Wednesday, 25 March 2015

Are beards ‘in' again because guys are under pressure? Maybe.

New research suggests that the more competition a fellow has to deal with, the more flamboyant he gets.  Or at least that's the case in primates, according to an international group of researchers led by The University of Western Australia's Dr Cyril Grueter.

In a paper published online in Evolution and Human Behavior, Dr Grueter and his colleagues investigate the hypothesis that in big, multilevel societies, male primates have developed more ostentatious ‘ornaments' or ‘badges'.

These include the elongated noses of proboscis monkeys, cheek flanges in orang-utans, capes of white and silvery hair in hamadryas baboons, reddened chests in geladas, upper-lip warts in golden snub-nosed monkeys - and beards in humans.

At least some of these badges may enhance male sexual attractiveness to females - male rhesus macaques with darker red faces receive more ‘come-ons' from more females during the mating season.

And, male-male competition could even be a stronger reason for the evolution of badges than female choice.  For instance, men with beards could be seen as more aggressive and dominant than those without beards - and might also be attractive to women drawn to seemingly powerful men.

In their investigation of 154 species of primates representing 45 genera, the authors found more conspicuous badges in males of species in multilevel social organisations where social and physical conflict were common and individual recognition was limited.

The authors suggest the flamboyant badges were of benefit to males in large and complex social organisations to signal their identity, rank, dominance and attractiveness.

Species that live in smaller groups, on the other hand, had less need of badges as individual recognition and more frequent interactions allowed animals to better assess the social status, strength and quality of their contemporaries.

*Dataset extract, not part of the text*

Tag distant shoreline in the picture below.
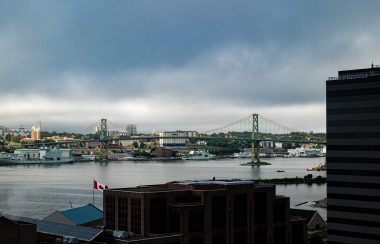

"When you live in a small group where everyone knows everyone because of repeated interactions, there is no need to signal quality and competitiveness via ornaments," he said.  "In large groups where individuals are surrounded by strangers, we need a quick reliable tool to evaluate someone's strength and quality, and that's where these elaborate ornaments come in.  In the case of humans, this may also include phenotypic extensions such as body decoration, jewellery and prestige items."

The authors explain that primate group-sizes vary dramatically: Bornean orang-utans are non-gregarious, whereas mandrills move in hordes of up to 800 animals.

In their paper, the authors argue that the popularity of moustaches and beards among British men from 1842 -1971 rose when there were more males in the marriage pool and beards were judged to be more attractive.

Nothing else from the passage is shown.